Une soixantaine d’historiens s’étonne du choix des experts de la commission sur le passé colonial de la Belgique. Par Belga
Une soixantaine d’historiens belges et congolais ainsi que de scientifiques des universités et établissements scientifiques fédéraux s’est étonnée lundi des choix des experts faits par les députés pour assister la commission spéciale de la Chambre chargée de se pencher sur le passé colonial de la Belgique.
« Il nous parait étrange que, contrairement au projet initialement prévu, la commission (dite Congo) ait amalgamé des historiens de la question coloniale à des avocats, des représentants d’associations de la diaspora congolaise ou d’institutions chargées de questions sociales contemporaines », écrivent-ils dans une carte blanche publié par les journaux ‘De Standaard’ et ‘Le Soir’.
« Par ce choix, cette commission oublie de séparer nettement ses deux missions. Elle entendrait donc réaliser un débat consacré à la réconciliation (entre Etats? entre ressortissants de ces Etats? entre groupes d’intérêts?) concernant le passé colonial, sans attendre les conclusions précises du rapport des historiens sur ledit passé », ajoutent les signataires, issus de toutes les grands universités du pays et de celle de Kinshasa (Unikin), dont le professeur Isidore Ndaywel è Nziem, et de sept établissements scientifiques fédéraux.
Selon eux, « cet empressement pose question dans la mesure où il s’agit d’une discussion politique qui ne peut en aucun cas être confondue avec cette étape préalable et indispensable de l’enquête historique et de ses résultats ».
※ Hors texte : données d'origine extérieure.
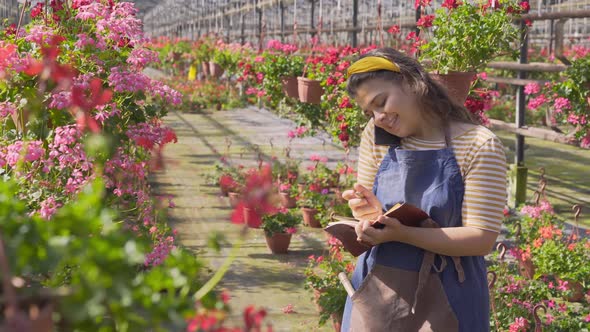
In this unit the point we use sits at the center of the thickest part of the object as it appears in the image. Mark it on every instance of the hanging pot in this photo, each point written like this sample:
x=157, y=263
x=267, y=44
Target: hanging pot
x=290, y=88
x=457, y=84
x=310, y=91
x=215, y=70
x=287, y=201
x=278, y=243
x=309, y=217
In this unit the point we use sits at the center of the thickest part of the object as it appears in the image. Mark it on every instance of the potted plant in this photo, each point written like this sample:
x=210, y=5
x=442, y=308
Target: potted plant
x=464, y=37
x=312, y=201
x=321, y=277
x=566, y=261
x=288, y=195
x=278, y=229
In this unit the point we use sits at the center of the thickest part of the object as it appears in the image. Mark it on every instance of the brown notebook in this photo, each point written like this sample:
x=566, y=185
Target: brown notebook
x=343, y=228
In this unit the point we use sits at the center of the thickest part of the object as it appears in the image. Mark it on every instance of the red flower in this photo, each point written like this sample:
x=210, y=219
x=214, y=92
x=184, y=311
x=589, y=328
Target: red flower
x=423, y=3
x=394, y=29
x=37, y=10
x=425, y=21
x=252, y=318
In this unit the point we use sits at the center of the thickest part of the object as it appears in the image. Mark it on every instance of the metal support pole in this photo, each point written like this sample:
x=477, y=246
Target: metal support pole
x=354, y=33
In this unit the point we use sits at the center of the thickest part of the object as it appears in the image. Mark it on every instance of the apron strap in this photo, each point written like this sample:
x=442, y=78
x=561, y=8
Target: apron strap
x=459, y=268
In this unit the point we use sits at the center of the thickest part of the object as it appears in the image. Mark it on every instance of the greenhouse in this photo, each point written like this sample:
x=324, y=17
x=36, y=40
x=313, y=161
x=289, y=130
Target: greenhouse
x=295, y=165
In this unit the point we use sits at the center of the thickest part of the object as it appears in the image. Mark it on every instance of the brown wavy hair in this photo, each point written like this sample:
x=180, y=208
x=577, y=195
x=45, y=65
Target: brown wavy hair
x=432, y=98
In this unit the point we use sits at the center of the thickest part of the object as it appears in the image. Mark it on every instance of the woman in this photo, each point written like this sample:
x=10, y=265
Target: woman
x=421, y=148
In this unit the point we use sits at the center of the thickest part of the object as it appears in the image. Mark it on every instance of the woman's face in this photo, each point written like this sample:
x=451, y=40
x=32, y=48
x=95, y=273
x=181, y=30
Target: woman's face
x=394, y=109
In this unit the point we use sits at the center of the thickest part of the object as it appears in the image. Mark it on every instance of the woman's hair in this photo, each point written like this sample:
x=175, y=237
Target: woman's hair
x=432, y=97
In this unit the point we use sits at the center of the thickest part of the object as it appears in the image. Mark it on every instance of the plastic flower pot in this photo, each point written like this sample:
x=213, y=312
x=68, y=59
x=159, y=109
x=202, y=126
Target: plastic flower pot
x=205, y=69
x=289, y=84
x=310, y=91
x=457, y=84
x=278, y=243
x=309, y=217
x=215, y=70
x=526, y=268
x=287, y=201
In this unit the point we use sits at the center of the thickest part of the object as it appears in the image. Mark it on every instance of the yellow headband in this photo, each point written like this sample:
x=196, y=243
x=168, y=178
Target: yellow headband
x=372, y=63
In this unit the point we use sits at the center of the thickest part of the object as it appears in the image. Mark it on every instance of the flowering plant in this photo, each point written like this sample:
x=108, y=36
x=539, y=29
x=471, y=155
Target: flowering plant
x=313, y=197
x=466, y=36
x=321, y=276
x=283, y=221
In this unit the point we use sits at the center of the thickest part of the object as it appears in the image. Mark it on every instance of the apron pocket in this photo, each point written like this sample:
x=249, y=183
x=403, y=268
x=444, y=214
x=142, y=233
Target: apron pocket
x=384, y=300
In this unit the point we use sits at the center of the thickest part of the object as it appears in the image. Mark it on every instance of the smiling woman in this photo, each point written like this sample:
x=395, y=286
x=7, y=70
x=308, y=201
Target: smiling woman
x=424, y=149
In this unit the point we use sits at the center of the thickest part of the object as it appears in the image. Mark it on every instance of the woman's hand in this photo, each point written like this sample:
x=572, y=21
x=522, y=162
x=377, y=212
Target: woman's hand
x=368, y=234
x=363, y=203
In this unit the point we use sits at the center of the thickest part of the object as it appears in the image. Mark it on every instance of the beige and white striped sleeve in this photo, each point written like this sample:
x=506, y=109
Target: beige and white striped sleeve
x=370, y=157
x=485, y=186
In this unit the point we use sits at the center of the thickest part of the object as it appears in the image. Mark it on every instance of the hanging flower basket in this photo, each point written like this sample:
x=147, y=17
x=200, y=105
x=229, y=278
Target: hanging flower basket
x=278, y=243
x=309, y=217
x=457, y=84
x=215, y=70
x=290, y=87
x=310, y=91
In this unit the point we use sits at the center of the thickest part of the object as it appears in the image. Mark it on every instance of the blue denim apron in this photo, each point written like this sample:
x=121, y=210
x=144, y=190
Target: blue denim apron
x=432, y=181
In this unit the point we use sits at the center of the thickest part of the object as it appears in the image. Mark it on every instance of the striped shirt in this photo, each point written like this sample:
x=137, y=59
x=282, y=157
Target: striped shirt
x=482, y=161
Les signataires de la carte blanche jugent par ailleurs « assez étrange » qu’ait été écartée d’emblée la présence d’historiens travaillant dans l’établissement scientifique fédéral de Belgique « consacré par excellence » à l’Afrique centrale, à savoir le Musée royal d’Afrique centrale (MRAC) de Tervueren.
Selon eux, l’essentiel des archives susceptibles d’éclairer le monde scientifique est par ailleurs détenu par les Archives générales du Royaume et le MRAC.
« Où sont leurs représentants? Peut-on en outre comprendre l’absence d’historiens congolais, rwandais et burundais de réputation bien souvent internationale, ou se passer de l’expertise de plusieurs spécialistes académiques bien au fait de ces questions ou, encore, de celle accumulée depuis des décennies par les membres de l’Académie royale des Sciences d’Outremer (ARSOM)? », interrogent-ils.
La commission spéciale a choisi début août les dix experts qui doivent assister les parlementaires durant ses travaux. Le choix s’est porté sur une équipe multidisciplinaire comprenant cinq historiens, des experts en (re)conciliation ainsi que des représentants de la diaspora congolaise. « Tous sont au sommet et ont mérité leurs galons », avait commenté le président, Wouter De Vriendt (Ecolo-Groen).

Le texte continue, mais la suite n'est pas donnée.